Behavioral procedures
Drug-conditioned place preference
Cocaine, morphine, and naloxone were dissolved in sterile saline, ethanol was prepared as a 20% (v/v) solution in saline, all substances were administered intraperitoneally in a volume of 10 µl/g. The doses of ethanol (1.5g/kg), morphine (10 mg/kg), and naloxone (10 mg/kg) were selected based on previous reports (Skoubis et al., 2001; Rodriguez Parkitna et al., 2012; Rodriguez Parkitna et al., 2013). The dose of cocaine 25 mg/kg was reported to produce robust preference and no seizures (Piechota et al., 2010). The procedure was performed in three compartment place-preference boxes with auto-guillotine doors and lights (MED-CPP-MSAT, Med Associates). During the pre- and post-conditioning tests, mice were individually placed on the center grey compartment, from which the animal could freely explore all compartments for 20 min. Assignment of mice to the compartments was unbiased. During the conditioning days, mice were treated with either saline or drug (i.p.) immediately before placement in the appropriate compartment. For cocaine, morphine, and naloxone, the conditioning sessions lasted for 40 min; for ethanol, the session lasted 5 min. The number of pairings was three for cocaine, four for ethanol, and five in the remaining cases. During sucrose jelly CPP, the conditioning sessions lasted 60 min, and a piece of jelly (0.66±0.053 g) was placed in the chamber. One compartment was paired with jelly made of 10% (w/v) sucrose (Roth) in 1% (w/v) agarose (PRONA); the other, with 1% agarose. The CPP score is the difference in the amount of time spent in the drug (or sucrose jelly)-paired versus vehicle-paired chambers during the post-conditioning test. Alcohol jelly conditioned preference was conducted following a similar procedure as sucrose jelly CPP. Before the procedure, mice were offered access to both sucrose jelly and alcohol-containing sucrose jelly in addition to food and water for 3 d in order to reduce potential alcohol taste aversion. Two days after the access to jelly in the home cage ended the conditioning procedure started. One compartment was paired with jelly made with sucrose as described above and the other with jelly containing 10% (v/v) ethanol and 10% sucrose in 1% agarose. The addition of sucrose was necessary to ensure that the jelly was consumed; majority of animals did not eat unsweetened jelly.
T-maze
The visual cue task (VCT) and response direction task (RDT) were tested in a T-maze. During the VCT, the animals had to turn toward the arm of the maze with a visual cue (a strip of white paper, placed pseudorandomly in one of the arms). Then, mice were tested in the RDT, in which the animals had to consistently choose the same turn direction (left or right) to reach the food reward. Both tasks lasted 5 d, with two sessions per day. Each session consisted of 12 trials, and the apparatus was turned 90° clockwise every four trials to minimize the influence of extra-maze cues.
Social interaction
The tests were performed in a plastic cage (20.5 ×55 ×38.5 cm) that was illuminated at 50 lux. Behaviors were recorded using a camera that was placed above the cage (DMK 22AUC03, The Imaging Source). First, the experimental mouse was placed in the cage for 30 min, after which a new mouse was introduced to the cage for 10 min. After the interaction sessions were completed, the video recordings were analyzed using EthoVision XT software v11.5. For each trial, we verified that animal positions were automatically detected and manually corrected the results when necessary.
Saccharin preference
Mice were tested individually in cages where they had access to two 25 ml graduated drinking tubes. One tube was filled with water and the other with 0.1% saccharin solution. Food was provided ad libitum on the cage floor. The test lasted 24h.

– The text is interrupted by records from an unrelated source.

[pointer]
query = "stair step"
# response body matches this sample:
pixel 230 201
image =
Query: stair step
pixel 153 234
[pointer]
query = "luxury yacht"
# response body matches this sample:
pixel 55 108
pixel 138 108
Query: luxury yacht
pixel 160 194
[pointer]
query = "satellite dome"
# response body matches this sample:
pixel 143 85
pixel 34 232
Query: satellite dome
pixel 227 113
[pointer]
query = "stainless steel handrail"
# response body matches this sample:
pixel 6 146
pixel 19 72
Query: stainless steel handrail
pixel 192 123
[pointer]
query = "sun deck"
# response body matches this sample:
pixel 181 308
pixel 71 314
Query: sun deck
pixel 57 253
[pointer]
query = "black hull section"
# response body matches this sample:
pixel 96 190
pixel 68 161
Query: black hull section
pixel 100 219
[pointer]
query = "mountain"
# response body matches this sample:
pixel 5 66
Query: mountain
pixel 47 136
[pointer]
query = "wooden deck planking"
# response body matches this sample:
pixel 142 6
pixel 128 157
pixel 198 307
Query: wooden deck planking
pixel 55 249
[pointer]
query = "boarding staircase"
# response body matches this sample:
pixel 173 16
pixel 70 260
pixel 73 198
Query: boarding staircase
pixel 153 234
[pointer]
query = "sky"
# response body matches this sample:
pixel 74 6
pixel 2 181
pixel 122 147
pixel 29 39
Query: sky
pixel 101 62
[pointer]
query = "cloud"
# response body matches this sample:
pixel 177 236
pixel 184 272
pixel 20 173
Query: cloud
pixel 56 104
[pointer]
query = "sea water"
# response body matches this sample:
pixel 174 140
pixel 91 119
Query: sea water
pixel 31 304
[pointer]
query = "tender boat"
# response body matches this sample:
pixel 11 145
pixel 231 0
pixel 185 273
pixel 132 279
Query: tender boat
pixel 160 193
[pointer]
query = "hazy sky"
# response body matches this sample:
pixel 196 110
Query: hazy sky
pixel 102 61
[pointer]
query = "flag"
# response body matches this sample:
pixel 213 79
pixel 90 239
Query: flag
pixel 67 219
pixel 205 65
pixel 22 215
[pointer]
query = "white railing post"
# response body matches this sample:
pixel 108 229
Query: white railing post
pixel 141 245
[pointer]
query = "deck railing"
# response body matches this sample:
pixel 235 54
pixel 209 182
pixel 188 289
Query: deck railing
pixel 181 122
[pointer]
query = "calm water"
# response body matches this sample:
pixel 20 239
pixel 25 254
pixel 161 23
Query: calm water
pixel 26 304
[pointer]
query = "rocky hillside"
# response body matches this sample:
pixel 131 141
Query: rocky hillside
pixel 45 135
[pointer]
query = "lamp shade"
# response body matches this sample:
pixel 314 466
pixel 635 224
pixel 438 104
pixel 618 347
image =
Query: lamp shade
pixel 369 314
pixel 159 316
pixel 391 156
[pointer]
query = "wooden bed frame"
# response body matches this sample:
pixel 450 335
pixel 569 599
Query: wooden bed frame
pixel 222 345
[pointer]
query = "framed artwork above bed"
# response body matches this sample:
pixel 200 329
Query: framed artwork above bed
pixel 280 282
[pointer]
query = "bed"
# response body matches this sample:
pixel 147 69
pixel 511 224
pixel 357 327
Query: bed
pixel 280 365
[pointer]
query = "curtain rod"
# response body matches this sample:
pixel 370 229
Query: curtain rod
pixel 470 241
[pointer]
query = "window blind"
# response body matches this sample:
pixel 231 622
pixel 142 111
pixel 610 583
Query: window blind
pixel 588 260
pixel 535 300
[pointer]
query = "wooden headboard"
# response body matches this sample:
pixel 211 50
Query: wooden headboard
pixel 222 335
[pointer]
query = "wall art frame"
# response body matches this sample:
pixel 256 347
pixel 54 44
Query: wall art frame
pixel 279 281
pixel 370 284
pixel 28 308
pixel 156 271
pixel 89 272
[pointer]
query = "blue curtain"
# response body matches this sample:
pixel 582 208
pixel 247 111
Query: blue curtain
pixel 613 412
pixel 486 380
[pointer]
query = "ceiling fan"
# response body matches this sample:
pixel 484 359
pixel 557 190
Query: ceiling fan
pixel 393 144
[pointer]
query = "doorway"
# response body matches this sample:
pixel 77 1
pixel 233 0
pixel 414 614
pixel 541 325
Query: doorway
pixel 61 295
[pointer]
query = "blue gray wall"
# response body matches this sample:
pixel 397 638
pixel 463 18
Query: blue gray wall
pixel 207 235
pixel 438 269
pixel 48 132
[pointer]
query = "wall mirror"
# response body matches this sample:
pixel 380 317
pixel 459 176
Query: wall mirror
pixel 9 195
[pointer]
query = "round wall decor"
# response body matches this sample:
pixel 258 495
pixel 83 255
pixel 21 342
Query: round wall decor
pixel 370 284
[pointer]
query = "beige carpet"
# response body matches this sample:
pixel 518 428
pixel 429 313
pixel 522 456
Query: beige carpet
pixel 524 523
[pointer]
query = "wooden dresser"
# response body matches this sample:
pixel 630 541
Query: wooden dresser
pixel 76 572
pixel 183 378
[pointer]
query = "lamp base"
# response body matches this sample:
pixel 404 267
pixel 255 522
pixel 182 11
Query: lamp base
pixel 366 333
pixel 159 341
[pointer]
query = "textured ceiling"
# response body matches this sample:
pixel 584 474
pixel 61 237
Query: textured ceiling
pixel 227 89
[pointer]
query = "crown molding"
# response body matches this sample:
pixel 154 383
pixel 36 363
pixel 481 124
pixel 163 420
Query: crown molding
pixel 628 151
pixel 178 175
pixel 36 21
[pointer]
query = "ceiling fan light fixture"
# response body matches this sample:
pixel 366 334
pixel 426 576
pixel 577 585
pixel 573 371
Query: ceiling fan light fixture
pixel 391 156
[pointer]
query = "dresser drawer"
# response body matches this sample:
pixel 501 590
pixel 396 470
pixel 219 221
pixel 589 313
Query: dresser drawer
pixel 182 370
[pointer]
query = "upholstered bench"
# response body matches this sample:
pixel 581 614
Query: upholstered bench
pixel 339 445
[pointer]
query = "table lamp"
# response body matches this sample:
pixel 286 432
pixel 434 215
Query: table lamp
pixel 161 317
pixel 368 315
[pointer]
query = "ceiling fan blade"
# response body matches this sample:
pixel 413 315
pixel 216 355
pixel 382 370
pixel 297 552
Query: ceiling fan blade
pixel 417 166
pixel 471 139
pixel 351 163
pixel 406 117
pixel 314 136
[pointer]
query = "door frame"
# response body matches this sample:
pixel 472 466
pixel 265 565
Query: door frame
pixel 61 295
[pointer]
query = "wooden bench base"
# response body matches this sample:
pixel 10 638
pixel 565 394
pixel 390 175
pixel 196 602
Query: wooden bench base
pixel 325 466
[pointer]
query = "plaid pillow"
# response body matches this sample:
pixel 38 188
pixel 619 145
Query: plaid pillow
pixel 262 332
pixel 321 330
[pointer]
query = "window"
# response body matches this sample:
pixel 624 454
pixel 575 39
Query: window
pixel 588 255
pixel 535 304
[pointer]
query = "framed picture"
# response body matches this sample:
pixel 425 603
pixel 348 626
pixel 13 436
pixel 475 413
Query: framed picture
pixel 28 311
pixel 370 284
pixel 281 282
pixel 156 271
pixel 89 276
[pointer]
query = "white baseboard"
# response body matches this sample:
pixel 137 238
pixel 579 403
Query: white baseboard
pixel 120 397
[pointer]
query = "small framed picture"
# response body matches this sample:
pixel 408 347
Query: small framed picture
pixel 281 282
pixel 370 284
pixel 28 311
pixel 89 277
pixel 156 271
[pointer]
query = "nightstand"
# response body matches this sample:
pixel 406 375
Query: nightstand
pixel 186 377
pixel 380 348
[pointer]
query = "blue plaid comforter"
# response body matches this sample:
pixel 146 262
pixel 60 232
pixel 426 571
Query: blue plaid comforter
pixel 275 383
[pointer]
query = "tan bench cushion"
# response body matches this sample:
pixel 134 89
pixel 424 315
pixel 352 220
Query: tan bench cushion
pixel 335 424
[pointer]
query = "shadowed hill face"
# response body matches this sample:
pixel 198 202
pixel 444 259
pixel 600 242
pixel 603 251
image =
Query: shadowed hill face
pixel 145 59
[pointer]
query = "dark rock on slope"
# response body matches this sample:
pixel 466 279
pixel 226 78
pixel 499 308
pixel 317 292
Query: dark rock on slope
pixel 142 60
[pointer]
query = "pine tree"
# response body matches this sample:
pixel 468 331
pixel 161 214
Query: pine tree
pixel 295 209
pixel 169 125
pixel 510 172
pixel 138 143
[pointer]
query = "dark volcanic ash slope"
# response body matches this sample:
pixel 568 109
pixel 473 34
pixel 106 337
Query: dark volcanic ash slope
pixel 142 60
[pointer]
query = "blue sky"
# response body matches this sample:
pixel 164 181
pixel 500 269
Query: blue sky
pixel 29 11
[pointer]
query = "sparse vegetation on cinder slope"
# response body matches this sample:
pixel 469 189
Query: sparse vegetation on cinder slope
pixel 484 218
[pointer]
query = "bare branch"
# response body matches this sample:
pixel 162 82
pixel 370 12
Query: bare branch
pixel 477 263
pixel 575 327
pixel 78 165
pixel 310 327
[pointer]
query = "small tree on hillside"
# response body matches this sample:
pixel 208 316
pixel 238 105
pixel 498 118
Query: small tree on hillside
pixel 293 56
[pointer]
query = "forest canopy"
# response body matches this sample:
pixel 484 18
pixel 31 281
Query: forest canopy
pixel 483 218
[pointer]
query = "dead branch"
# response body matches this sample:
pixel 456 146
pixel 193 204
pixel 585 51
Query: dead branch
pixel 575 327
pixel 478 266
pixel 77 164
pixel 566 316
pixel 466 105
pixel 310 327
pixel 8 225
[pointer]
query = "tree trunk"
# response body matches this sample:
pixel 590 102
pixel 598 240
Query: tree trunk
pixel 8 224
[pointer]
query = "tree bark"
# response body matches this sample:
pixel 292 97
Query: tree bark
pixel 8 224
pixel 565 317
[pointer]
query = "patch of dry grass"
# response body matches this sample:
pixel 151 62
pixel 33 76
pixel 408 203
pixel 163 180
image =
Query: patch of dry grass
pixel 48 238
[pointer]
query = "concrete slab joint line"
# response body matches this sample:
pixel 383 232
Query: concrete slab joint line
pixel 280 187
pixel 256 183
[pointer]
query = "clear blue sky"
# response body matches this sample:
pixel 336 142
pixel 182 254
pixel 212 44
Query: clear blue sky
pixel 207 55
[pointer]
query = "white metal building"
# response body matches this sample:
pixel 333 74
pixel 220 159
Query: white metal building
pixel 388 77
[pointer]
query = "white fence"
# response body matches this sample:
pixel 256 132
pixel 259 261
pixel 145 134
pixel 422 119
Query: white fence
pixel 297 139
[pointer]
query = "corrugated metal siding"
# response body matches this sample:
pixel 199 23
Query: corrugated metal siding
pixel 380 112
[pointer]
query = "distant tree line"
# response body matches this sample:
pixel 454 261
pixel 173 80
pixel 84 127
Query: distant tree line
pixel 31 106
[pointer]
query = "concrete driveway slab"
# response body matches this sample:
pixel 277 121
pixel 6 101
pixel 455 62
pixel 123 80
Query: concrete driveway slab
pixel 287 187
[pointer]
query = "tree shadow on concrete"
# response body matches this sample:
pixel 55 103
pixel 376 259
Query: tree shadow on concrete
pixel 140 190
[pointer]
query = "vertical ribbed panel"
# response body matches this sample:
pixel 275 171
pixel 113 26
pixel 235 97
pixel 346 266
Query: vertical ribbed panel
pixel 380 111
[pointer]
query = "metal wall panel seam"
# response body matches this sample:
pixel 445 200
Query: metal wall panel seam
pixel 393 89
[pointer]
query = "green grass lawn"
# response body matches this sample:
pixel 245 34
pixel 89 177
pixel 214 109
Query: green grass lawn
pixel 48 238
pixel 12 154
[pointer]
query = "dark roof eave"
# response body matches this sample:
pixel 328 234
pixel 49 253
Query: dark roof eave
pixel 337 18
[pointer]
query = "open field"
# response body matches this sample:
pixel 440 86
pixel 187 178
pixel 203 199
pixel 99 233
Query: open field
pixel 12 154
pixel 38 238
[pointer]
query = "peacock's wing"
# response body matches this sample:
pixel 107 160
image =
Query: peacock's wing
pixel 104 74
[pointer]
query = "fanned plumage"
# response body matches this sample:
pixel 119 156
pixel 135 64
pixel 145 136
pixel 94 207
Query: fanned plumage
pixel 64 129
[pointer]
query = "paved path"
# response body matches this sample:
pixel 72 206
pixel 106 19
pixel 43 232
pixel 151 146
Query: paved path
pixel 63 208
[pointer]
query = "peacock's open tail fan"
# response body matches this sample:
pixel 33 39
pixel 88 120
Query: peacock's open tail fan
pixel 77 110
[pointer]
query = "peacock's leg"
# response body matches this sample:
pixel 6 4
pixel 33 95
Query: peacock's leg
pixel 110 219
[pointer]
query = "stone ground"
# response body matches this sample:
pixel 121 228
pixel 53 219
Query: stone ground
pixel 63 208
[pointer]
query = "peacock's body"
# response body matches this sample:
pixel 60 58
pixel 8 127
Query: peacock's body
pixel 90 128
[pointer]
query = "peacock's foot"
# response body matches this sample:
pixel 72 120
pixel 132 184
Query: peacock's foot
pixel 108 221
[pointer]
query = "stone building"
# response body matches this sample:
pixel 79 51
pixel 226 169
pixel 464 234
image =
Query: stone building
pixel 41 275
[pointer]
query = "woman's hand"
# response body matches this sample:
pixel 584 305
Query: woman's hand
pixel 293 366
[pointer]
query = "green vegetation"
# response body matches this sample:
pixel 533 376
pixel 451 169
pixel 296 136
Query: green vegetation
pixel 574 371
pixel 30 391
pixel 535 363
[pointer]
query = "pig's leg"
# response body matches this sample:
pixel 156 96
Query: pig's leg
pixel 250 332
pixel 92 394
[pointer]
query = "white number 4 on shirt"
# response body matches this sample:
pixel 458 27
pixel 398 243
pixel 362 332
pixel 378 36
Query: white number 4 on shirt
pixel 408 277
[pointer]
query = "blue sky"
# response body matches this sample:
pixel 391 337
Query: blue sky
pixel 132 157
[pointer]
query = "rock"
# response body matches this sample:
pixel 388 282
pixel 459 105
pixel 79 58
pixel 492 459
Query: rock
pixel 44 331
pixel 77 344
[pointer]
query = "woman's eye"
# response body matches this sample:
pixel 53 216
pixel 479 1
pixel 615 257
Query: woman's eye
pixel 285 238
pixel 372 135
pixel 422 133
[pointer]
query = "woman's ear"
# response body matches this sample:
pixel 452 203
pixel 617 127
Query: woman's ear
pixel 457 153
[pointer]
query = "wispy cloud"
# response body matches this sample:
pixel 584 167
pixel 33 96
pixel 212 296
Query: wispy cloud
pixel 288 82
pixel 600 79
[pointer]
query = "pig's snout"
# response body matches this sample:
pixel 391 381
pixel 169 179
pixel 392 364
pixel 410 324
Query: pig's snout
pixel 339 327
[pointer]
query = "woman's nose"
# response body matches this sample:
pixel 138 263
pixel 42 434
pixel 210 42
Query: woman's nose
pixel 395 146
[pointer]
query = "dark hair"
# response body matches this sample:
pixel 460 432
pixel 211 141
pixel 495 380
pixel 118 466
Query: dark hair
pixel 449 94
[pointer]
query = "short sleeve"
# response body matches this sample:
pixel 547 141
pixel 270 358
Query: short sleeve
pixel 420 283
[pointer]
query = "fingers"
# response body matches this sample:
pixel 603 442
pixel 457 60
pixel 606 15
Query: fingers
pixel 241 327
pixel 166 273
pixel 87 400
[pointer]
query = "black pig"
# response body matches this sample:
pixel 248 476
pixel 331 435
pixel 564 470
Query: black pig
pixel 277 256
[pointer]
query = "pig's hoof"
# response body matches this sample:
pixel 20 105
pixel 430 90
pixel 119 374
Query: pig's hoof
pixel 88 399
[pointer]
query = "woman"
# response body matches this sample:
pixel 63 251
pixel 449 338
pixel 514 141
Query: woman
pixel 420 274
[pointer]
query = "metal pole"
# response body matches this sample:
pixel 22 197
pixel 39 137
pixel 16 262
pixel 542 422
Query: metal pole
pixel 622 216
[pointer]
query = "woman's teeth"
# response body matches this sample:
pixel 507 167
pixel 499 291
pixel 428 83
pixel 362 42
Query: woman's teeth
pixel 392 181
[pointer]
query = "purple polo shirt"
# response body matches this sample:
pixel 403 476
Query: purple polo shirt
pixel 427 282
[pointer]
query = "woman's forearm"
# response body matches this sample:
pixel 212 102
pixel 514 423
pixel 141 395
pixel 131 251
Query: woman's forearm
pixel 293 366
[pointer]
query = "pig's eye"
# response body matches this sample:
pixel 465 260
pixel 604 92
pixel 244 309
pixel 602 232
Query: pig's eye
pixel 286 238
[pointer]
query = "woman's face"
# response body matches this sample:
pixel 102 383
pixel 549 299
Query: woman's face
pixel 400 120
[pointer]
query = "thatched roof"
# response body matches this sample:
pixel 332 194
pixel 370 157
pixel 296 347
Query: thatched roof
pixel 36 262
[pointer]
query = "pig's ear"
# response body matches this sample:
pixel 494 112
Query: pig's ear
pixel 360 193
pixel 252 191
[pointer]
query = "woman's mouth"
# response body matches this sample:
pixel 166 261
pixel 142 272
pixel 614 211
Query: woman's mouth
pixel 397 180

Pavlovian approach and conditioned reinforcement
Mice were given limited access to food and kept at 85% of their initial weights at the start of the experiments. Tests were performed in operant conditioning chambers (ENV-307W, Med Associates) over 8 d. There were 25 presentations of a 10 s stimulus paired with food pellet delivery (CS+; both cue lights or 2900 Hz sound at 65 dB) and 25 presentations of a stimulus with no consequence (CS−) in pseudorandom order during each session. The assignment of sound or light as CS was counterbalanced. Then, conditioned reinforcement was tested in a single 60 min session, during which instrumental responses led to presentation of the CS+ or CS−; however, no food was delivered.
Operant sensation seeking
Operant responding for varied visual stimuli was conducted based on the procedure described by Olsen and Winder (2009). Conditioning chambers were equipped with photocell-equipped holes mounted 2.2 cm above the grid floor, and cue lamps (yellow light-emitting diodes) were placed 2 cm above the photocell-equipped holes (ENV-307W, Med Associates). At the beginning of each session, the house light and exhaust fan were turned on. A compound visual/auditory stimulus was presented after a mouse completed the fixed ratio [fixed response ratio 1 (FR1)], whereas exploration of the inactive holes had no consequence. The visual stimulus was a presentation of blinking lights, with a random duration of 2, 4, 6, or 8 s and a frequency of .625, 1.25, 2.5, or 5 Hz. The auditory stimulus was generated by a 65 dB tone generator (2900 Hz). The main cage light was switched off during the presentation of the stimulus. Operant sensation seeking was conducted in 1 h sessions without any prior training or dietary restriction.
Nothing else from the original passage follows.